This skill analyzes memory retrieval quality, identifies drift and staleness, and generates a remediation backlog with actionable improvements.

npx playbooks add skill oimiragieo/agent-studio --skill memory-quality-auditor

Review the files below or copy the command above to add this skill to your agents.

Files (10)
SKILL.md
866 B
---
name: memory-quality-auditor
description: Audit memory retrieval quality (drift, staleness, citation-groundedness) and produce remediation backlog.
version: 1.0.0
model: sonnet
invoked_by: both
user_invocable: true
tools: [Read, Write, Edit, Glob, Grep, Bash, Skill, MemoryRecord]
args: '--mode summary|full [--hours 24]'
error_handling: graceful
streaming: supported
---

# Memory Quality Auditor

Audit the memory system as a unified retrieval layer (STM/MTM/LTM files + index + spawn citation outcomes).

## Scope

- Retrieval drift signals
- stale memory ratio
- evidence injection coverage
- citation usage/groundedness continuity

## Workflow

1. Read memory artifacts and latest eval reports.
2. Compute quality metrics and threshold status.
3. Emit remediation backlog with TDD checks.
4. Record findings in memory and optional evolution recommendation.

Overview

This skill audits the quality of a memory retrieval layer across short-term, mid-term, and long-term stores. It identifies retrieval drift, measures staleness, evaluates citation-groundedness, and generates an actionable remediation backlog. Output is designed to feed into test-driven fixes and optional memory evolution recommendations.

How this skill works

The auditor ingests memory artifacts (STM/MTM/LTM files), index metadata, and the latest evaluation reports. It computes quality metrics such as drift signals, stale-memory ratio, evidence injection coverage, and citation continuity.
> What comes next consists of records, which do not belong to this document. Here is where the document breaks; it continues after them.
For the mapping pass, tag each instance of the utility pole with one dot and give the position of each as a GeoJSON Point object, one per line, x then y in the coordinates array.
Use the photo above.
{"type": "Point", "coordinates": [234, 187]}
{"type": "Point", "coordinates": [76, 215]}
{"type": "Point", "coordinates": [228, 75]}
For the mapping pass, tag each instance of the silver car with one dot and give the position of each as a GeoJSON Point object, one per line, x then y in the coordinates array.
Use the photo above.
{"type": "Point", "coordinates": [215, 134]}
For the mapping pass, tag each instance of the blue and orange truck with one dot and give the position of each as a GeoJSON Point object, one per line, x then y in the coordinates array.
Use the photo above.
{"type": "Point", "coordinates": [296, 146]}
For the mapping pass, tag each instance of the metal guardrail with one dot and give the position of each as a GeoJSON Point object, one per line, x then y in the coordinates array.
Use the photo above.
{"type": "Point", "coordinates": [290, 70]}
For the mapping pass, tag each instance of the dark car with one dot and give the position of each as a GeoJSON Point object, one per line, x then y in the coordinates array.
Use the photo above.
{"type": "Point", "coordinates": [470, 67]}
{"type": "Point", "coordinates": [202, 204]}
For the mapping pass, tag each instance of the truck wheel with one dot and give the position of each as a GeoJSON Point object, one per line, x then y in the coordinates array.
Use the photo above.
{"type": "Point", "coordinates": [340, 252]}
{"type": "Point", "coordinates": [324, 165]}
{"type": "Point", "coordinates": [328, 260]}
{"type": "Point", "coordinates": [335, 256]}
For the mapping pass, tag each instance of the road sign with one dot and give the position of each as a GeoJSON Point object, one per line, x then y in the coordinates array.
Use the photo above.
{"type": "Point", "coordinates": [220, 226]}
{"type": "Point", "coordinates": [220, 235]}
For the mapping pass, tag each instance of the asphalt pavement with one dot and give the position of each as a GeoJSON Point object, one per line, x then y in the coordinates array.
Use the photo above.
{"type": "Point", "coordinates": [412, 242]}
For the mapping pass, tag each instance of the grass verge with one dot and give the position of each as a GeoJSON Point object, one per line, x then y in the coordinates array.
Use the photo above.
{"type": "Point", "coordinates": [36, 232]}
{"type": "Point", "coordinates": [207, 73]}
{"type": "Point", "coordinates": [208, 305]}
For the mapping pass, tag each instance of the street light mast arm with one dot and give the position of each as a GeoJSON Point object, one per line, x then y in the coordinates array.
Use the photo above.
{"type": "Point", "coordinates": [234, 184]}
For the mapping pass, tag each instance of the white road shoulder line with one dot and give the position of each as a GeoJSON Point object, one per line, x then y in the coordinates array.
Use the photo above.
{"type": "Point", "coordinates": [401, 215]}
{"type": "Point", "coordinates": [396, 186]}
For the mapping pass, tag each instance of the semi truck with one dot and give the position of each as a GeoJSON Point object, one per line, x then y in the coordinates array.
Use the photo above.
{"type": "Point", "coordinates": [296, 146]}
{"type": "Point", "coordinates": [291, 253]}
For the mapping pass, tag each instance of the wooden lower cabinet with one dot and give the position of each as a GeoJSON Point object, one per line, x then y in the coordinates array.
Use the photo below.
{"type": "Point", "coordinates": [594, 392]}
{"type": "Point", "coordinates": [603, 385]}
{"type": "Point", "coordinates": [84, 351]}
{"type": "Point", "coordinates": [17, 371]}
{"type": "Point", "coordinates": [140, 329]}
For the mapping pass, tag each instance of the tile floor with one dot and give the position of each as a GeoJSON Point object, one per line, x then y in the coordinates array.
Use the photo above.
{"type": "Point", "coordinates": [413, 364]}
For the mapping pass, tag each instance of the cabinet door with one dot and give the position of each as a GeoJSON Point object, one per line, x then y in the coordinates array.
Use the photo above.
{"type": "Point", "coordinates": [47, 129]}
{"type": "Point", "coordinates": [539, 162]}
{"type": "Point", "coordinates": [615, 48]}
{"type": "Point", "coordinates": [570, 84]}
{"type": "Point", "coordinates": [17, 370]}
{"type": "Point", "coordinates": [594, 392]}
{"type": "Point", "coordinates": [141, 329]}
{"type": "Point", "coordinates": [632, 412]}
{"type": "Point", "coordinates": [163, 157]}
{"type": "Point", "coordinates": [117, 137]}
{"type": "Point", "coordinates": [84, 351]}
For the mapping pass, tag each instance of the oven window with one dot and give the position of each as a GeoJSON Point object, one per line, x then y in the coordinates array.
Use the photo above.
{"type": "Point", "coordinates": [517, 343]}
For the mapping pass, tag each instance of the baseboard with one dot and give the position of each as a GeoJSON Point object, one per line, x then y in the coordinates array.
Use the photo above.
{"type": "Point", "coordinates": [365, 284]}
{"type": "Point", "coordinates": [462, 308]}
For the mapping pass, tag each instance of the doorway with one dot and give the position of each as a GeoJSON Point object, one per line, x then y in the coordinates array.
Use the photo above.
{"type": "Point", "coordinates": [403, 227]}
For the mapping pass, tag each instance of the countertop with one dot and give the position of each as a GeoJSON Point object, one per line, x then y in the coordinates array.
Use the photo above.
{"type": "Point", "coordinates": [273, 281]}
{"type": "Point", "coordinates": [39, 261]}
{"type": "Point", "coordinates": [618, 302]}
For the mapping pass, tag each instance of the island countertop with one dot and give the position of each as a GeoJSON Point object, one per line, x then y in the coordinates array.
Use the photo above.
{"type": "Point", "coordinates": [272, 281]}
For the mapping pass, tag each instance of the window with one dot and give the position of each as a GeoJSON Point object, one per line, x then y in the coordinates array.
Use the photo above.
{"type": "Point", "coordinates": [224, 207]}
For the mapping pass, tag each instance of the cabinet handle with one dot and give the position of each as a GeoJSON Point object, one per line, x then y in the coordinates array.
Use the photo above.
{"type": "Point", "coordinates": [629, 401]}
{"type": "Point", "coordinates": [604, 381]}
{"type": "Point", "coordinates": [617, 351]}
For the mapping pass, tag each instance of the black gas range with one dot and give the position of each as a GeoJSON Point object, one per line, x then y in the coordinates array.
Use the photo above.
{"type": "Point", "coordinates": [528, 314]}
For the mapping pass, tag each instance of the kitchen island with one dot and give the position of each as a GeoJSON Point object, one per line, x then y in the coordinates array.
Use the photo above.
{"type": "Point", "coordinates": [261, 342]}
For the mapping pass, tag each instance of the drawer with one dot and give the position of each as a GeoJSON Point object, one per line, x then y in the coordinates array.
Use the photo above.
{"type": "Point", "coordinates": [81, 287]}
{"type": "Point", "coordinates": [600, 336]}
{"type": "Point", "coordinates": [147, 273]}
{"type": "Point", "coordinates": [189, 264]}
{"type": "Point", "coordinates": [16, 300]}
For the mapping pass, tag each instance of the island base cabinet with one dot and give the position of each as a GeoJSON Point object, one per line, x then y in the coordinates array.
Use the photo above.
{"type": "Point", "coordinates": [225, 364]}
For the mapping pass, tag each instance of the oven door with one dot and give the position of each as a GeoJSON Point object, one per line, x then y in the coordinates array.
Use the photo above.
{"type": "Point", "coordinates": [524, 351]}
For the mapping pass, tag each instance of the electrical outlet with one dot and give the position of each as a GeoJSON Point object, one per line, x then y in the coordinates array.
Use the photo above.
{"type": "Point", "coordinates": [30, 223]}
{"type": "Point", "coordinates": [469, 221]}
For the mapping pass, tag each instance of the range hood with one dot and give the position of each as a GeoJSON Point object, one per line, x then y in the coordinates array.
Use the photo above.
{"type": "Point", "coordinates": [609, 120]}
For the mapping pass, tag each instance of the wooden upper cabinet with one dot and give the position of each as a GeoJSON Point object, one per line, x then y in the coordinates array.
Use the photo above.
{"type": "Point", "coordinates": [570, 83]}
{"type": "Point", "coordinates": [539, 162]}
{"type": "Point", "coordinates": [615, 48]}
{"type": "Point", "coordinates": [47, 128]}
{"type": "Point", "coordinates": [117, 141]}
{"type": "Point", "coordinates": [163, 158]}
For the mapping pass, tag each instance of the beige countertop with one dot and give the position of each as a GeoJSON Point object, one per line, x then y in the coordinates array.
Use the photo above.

It then compares metrics to configurable thresholds and emits a prioritized remediation backlog with TDD-style checks and suggested fixes. Findings are recorded back into memory and can include evolution recommendations for indexing or retention policies.

When to use it

  • After model updates that may change retrieval behavior
  • When retrieval results become less relevant or inconsistent
  • Prior to deploying memory schema or indexing changes
  • During periodic quality assurance of memory systems
  • When citation or evidence grounding complaints increase

Best practices

  • Run audits regularly and after any retrieval-index change
  • Define clear thresholds for drift, staleness, and citation coverage
  • Prioritize backlog items by user impact and frequency of failing queries
  • Include reproducible TDD checks for each remediation item
  • Record audit results into memory to track regression over time

Example use cases

  • Detecting retrieval drift after a vector encoder update and rolling back or retraining affected embeddings
  • Identifying stale facts in LTM and creating a refresh backlog for high-value entries
  • Measuring how often responses cite original evidence vs. hallucinating and producing fixes to increase citation-groundedness
  • Validating that evidence injection coverage meets minimum requirements for critical user workflows
  • Generating prioritized TDD tasks after an integration that altered the index format

FAQ

What inputs are required for the audit?

Memory artifact files for STM/MTM/LTM, index metadata, and recent evaluation reports or query logs.

How are remediation priorities determined?

By combining metric severity, frequency of affected queries, and user-impact weighting to create a prioritized backlog.